Por que tantas vezes estamos prontos para dizer "há algo nisso", ao ouvir ou ler declarações vagas e incompreensíveis? Por que temos mais probabilidade de admitir que somos os culpados por não compreendermos toda a profundidade do que pedirmos clareza e explicação? Nosso sistema educacional desempenha um papel nisso. Na escola, eles dedicam muito tempo a comunicar fatos já prontos que o aluno deve lembrar, geralmente assumindo-os pela fé e não os submetendo a análises críticas.

No primeiro ano do departamento de física, um professor nos pediu para provar o teorema de Pitágoras. Isso causou um rebuliço: todos sabiam e se lembravam do teorema, mas para prová-lo? Como provar? Nunca ocorreu a ninguém duvidar e verificar o que tinha de ser aprendido de cor na escola.
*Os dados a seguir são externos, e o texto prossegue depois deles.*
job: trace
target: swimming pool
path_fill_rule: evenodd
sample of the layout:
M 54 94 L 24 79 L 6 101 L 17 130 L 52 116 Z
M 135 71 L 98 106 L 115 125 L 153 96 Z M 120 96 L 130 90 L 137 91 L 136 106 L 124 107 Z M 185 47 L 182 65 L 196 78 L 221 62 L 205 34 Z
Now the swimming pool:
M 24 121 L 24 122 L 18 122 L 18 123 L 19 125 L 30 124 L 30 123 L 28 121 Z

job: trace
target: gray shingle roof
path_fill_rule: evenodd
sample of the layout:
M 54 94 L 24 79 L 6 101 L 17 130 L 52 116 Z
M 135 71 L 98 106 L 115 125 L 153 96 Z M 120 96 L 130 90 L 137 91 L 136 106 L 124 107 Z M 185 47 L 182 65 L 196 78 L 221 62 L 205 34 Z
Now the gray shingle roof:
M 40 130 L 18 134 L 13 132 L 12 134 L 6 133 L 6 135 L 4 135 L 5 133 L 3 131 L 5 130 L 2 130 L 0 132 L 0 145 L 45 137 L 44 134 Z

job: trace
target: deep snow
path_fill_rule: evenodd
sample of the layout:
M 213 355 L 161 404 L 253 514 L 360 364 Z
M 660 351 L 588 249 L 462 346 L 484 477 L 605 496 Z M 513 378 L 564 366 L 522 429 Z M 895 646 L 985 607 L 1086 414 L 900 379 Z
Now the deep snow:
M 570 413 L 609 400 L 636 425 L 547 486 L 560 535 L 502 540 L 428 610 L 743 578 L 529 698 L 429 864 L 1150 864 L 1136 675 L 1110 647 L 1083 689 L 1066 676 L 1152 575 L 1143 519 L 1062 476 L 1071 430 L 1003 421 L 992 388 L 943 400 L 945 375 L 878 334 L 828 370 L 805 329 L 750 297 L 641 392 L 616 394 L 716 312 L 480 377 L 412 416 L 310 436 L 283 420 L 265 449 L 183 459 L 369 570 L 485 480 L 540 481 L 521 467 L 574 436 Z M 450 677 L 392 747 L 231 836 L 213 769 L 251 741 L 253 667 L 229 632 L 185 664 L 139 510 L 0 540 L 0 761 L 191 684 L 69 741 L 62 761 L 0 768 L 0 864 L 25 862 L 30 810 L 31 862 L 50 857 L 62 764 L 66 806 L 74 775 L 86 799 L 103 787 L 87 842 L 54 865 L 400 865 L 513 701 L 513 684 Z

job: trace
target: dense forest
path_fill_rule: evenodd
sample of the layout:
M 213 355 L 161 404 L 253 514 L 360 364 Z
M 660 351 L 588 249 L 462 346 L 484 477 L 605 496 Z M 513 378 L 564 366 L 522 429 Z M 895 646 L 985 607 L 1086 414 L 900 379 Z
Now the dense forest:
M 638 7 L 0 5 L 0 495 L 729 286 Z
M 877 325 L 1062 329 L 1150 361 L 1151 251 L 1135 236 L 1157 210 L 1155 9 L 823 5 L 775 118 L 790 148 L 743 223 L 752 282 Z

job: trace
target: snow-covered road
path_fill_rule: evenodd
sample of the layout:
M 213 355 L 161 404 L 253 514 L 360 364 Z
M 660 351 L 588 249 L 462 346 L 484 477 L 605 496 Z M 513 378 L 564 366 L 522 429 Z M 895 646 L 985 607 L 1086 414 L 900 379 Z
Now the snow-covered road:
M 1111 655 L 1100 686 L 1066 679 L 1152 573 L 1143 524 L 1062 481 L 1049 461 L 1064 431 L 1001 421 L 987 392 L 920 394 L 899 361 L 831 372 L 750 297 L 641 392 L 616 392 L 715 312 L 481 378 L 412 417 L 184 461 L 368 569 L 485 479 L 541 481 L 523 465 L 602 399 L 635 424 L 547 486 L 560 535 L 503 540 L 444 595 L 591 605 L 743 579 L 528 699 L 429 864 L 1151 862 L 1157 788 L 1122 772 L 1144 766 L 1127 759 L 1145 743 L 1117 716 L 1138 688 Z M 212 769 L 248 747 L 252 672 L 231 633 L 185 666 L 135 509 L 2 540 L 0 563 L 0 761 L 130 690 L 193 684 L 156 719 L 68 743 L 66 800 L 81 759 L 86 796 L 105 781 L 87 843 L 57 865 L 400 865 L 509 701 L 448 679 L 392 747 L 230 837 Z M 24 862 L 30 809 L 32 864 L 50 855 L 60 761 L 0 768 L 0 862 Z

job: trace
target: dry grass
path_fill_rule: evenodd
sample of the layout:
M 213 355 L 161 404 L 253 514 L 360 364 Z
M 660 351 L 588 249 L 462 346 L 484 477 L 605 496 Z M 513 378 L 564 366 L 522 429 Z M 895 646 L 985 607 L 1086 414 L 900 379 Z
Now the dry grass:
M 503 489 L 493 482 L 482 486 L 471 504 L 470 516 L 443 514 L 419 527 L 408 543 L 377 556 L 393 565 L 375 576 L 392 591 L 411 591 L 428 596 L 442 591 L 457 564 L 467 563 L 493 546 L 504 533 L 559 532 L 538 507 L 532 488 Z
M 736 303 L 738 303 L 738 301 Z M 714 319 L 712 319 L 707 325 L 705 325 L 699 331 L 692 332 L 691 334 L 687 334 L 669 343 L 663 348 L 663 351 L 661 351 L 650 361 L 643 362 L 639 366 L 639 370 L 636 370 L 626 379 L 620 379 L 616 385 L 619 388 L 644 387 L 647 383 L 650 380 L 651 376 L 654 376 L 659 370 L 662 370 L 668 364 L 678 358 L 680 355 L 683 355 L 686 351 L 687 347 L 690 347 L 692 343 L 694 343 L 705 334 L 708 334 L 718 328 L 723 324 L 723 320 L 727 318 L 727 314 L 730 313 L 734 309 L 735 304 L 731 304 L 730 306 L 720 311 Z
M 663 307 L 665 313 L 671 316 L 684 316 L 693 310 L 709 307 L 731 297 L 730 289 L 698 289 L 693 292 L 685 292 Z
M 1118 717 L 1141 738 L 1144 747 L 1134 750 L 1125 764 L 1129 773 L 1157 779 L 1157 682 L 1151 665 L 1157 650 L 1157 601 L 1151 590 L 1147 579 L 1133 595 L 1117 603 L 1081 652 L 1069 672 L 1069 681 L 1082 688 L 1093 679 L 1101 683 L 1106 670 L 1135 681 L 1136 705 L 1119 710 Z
Outro aspecto é o “efeito guru”, ou seja, concordância com teses completamente incompreensíveis que soam da boca de pessoas que usam autoridade. Em vez de exigir uma explicação, fingimos compreender e concordar. Mas o incompreensível ainda não significa sábio. É simplesmente incompreensível que alguém não se preocupou em explicar bem. Talvez o próprio autor não seja tão inteligente quanto gostaria de parecer?

Afinal, o próprio Einstein disse: se você não sabe explicar uma coisa a uma criança de seis anos, você mesmo não entende bem.